Think about it, said the pro-slavery skeptics. Most black Americans are uneducated, desperate, and friendless. The first white person who gives them a buck and a drink will win their undying loyalty. And if that white person asks them to loot a store or raze the postmaster’s office or kill the governor, what black person wouldn’t want to wreak some revenge on the whites who enslaved him? Black people have a chip on their shoulder, said the skeptics. Set them loose with no skills and hearts full of anger, and you’re not going to like what you see.


We’d love to end slavery, they said. We see that it’s not consistent with democracy’s principles. But it’s just too late to undo slavery’s ill effects, so you have to choose: the problems slavery causes (a sometimes guilty conscience), or the problems ending slavery will cause (rioting, rape, murder, fire, dictatorship). Which will you choose?


These were repellent yet powerful arguments during the revolutionary and founding period. Like democracy itself, ending slavery was for many whites a radical experiment whose outcome no one knew for sure.


So how could slavery exist in our democracy? With difficulty.
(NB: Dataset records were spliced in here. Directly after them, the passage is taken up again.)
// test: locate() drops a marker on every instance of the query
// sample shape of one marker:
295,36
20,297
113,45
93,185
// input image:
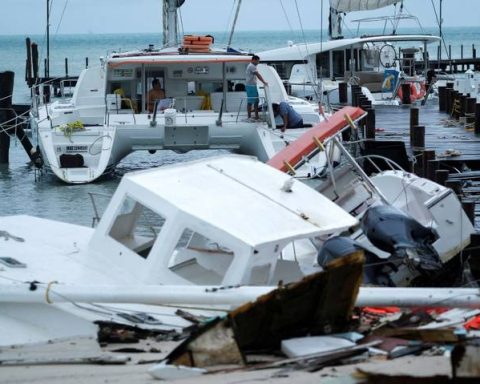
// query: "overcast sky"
27,17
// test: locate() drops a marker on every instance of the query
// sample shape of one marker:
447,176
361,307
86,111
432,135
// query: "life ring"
417,91
196,48
201,40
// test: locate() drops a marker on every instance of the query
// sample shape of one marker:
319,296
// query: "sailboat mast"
170,26
234,24
440,30
47,62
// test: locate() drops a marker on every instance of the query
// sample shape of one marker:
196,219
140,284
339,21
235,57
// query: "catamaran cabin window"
136,227
323,65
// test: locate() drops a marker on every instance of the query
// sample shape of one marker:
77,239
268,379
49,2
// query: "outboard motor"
375,271
393,231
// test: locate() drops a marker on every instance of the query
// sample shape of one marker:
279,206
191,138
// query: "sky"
28,17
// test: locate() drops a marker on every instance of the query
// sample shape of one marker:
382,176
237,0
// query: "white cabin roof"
169,57
302,51
244,197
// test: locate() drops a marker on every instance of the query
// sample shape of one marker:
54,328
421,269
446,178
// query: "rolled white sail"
360,5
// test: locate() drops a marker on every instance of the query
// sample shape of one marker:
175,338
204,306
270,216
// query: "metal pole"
47,65
441,33
234,24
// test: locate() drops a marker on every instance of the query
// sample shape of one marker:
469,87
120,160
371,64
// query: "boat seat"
192,271
236,101
189,103
368,79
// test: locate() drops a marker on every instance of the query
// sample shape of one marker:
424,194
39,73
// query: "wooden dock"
456,150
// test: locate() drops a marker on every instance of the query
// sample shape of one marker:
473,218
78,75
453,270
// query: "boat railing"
67,85
389,162
158,103
96,212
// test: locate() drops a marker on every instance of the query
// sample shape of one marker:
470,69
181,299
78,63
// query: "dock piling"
441,176
477,118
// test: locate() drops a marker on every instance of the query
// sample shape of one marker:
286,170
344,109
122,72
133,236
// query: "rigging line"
291,30
61,17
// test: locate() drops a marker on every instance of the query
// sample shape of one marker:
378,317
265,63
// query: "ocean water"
24,191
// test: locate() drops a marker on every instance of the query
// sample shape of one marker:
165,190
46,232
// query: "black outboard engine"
375,271
393,231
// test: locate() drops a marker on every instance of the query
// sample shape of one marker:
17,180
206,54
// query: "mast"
234,24
170,26
47,62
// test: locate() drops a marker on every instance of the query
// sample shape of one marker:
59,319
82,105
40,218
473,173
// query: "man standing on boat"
290,117
251,86
156,93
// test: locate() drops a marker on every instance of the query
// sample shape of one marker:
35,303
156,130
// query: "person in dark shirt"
290,117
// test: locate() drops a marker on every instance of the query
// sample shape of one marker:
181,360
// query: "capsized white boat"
401,214
220,222
110,114
379,63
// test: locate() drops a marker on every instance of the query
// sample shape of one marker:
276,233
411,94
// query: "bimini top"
169,56
297,52
242,196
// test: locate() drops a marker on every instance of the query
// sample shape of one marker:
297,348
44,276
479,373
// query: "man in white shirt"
251,86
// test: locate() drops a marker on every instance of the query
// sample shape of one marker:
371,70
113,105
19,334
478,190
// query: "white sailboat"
317,67
108,116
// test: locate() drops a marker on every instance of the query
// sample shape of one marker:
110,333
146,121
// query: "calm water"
24,191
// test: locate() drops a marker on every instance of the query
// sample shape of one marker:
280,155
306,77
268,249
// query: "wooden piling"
418,137
448,100
463,100
441,176
470,113
429,165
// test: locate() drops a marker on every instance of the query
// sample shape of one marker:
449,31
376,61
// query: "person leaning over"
251,86
156,93
290,117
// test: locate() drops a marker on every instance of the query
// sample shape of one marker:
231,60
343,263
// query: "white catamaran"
108,115
379,63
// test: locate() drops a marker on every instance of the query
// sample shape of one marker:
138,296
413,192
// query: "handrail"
391,164
96,217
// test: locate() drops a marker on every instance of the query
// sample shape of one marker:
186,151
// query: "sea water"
23,190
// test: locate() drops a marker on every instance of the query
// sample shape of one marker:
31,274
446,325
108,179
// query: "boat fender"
393,231
375,270
71,161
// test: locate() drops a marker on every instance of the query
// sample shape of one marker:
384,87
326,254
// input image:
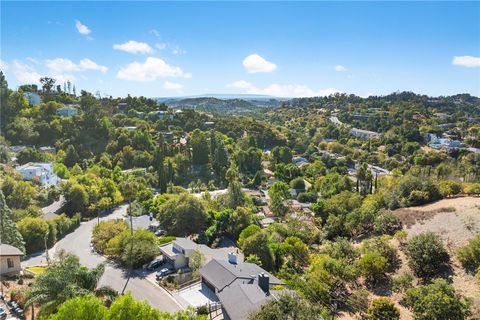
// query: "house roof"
141,222
241,300
223,273
185,243
8,250
49,215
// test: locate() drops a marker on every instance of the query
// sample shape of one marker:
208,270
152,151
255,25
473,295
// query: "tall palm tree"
65,278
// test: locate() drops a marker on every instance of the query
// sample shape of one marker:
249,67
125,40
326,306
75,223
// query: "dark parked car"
159,233
155,264
3,313
164,272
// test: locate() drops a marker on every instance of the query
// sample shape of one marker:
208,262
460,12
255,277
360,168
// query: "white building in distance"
42,170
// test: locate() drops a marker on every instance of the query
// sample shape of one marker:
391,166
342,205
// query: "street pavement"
140,284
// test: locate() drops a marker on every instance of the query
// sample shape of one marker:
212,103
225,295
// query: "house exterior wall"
180,261
33,98
5,270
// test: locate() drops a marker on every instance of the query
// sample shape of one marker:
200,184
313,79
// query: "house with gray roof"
241,288
10,260
179,251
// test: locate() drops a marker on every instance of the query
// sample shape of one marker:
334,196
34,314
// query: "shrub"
426,254
297,184
341,249
383,309
372,266
165,239
469,255
381,246
402,283
358,301
436,301
386,223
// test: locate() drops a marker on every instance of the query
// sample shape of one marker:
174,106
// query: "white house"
33,98
42,170
162,114
364,134
179,251
9,260
68,110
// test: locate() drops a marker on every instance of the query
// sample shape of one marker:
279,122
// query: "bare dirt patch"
456,220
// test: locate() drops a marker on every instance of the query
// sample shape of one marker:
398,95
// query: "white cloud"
255,63
466,61
279,90
87,64
62,65
150,70
155,33
3,65
83,29
25,73
134,47
160,46
172,86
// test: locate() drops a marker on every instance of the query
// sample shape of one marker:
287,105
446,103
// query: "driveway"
78,243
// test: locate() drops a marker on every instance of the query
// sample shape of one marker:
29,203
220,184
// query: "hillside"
223,106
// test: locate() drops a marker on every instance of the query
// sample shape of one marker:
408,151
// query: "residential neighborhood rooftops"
143,222
220,273
8,250
239,301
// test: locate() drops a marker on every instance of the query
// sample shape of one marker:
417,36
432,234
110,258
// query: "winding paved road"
140,284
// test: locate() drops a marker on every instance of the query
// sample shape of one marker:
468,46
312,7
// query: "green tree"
426,254
469,255
281,155
65,278
33,231
126,308
182,216
22,195
219,159
289,306
247,232
136,250
258,244
373,266
87,307
279,193
76,198
106,230
162,178
198,143
47,84
9,231
71,157
383,309
436,301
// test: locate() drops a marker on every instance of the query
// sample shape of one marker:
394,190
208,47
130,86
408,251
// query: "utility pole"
46,248
129,212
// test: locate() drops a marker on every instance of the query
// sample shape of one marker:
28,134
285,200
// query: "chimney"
232,257
264,283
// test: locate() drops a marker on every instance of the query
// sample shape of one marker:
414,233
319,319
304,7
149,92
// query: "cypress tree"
9,232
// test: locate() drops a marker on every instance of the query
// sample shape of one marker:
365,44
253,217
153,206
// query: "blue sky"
277,48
Even as many Americans (increasingly located in the southern states) argued that it was crucial to democracy, more and more Americans were coming to realize, often uncomfortably, that slavery was a slap in the face to democracy. The argument would not end, the nation would not rest easy about slavery—ever. It would not be long—the span of one long life—before the compromises with slavery in the 1787 constitution tore the union’s political system apart, and culminated in civil war.



Myth: Americans didn’t care about slavery, turning an indifferent eye to the sufferings of enslaved people.
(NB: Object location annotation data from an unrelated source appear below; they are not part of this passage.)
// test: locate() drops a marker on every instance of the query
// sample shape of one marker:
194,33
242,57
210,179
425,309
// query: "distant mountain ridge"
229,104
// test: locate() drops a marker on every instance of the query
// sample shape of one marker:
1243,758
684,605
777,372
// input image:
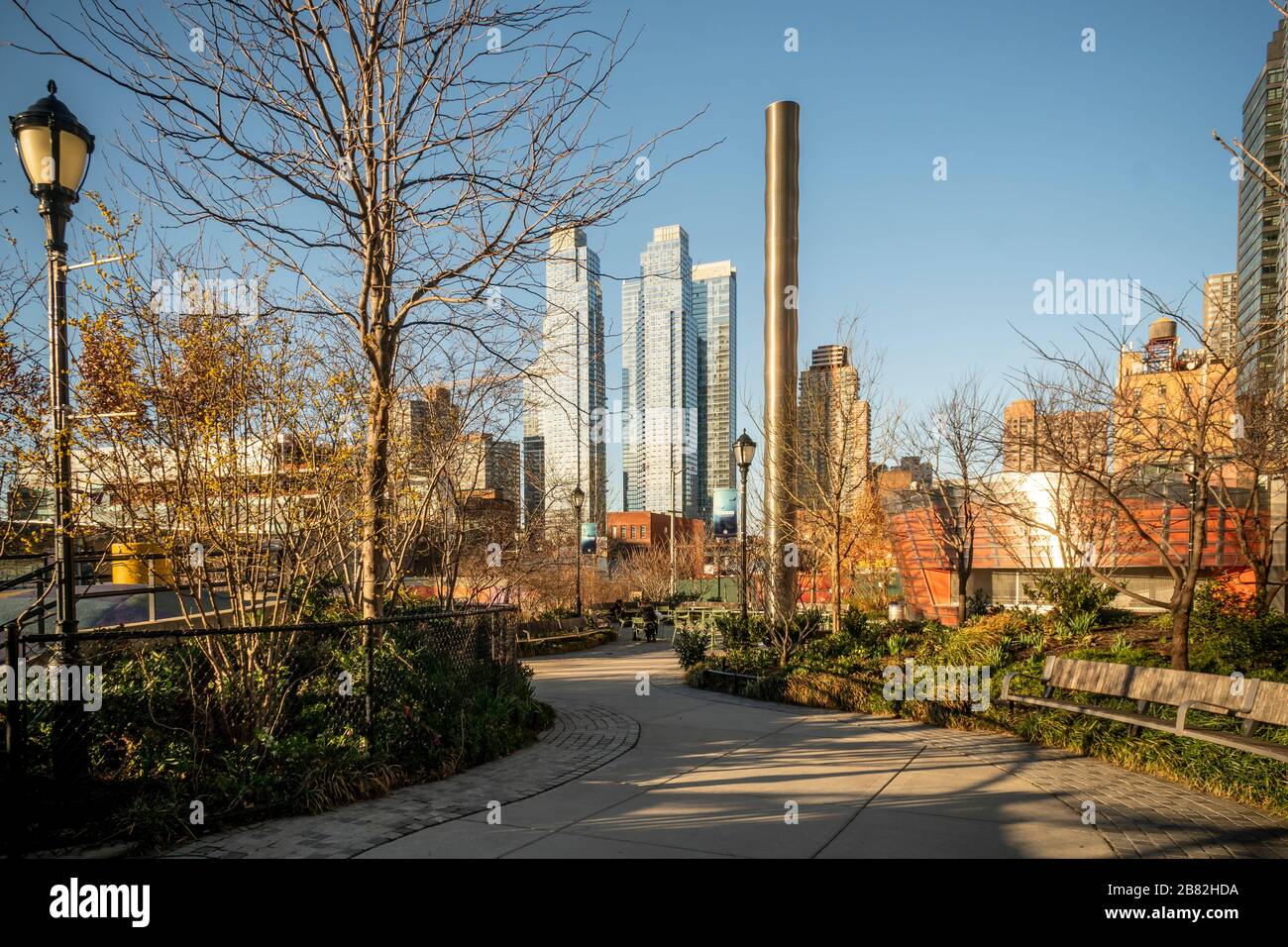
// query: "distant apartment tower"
1050,441
1260,248
533,458
1220,316
715,313
660,379
1159,397
565,397
833,429
487,464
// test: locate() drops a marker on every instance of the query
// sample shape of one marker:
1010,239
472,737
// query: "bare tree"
835,489
958,437
404,162
1173,427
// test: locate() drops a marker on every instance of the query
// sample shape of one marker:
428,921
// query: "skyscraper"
660,356
1220,313
565,395
1260,274
832,431
632,392
715,313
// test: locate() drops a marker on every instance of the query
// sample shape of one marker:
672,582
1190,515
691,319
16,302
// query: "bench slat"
1153,684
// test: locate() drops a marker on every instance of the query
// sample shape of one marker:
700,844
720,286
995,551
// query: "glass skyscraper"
566,395
715,313
1261,221
660,379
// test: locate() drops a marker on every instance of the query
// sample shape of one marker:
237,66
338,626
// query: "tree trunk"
962,603
836,582
1181,609
375,476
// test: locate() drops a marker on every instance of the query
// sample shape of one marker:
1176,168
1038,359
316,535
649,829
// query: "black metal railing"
130,736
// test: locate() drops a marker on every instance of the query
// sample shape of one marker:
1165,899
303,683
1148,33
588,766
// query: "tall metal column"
782,287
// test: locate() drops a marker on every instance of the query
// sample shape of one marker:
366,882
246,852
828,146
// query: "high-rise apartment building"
1048,441
565,398
715,313
833,431
1220,315
1260,249
660,376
Truth:  There was never a time in the life of the United States when slavery was not a tough issue.

Damage done when we believe in a myth: Believing this myth makes us think we will never end racism and prejudice, because America has always callously embraced both; that Americans just don’t care about equality, and it’s impossible to get justice in America. But if we believe this, we’re just giving ourselves permission to be prejudiced and racist. It’s permission to be inactively angry, to say that criticizing the U.S. as hopelessly hypocritical is actually an action. But it’s not. Cynicism is lazy, and if you see racism and prejudice, you have to fight it, not say “Oh, that’s just how America is.” Because it isn’t now, and it wasn’t then. That’s not the American way.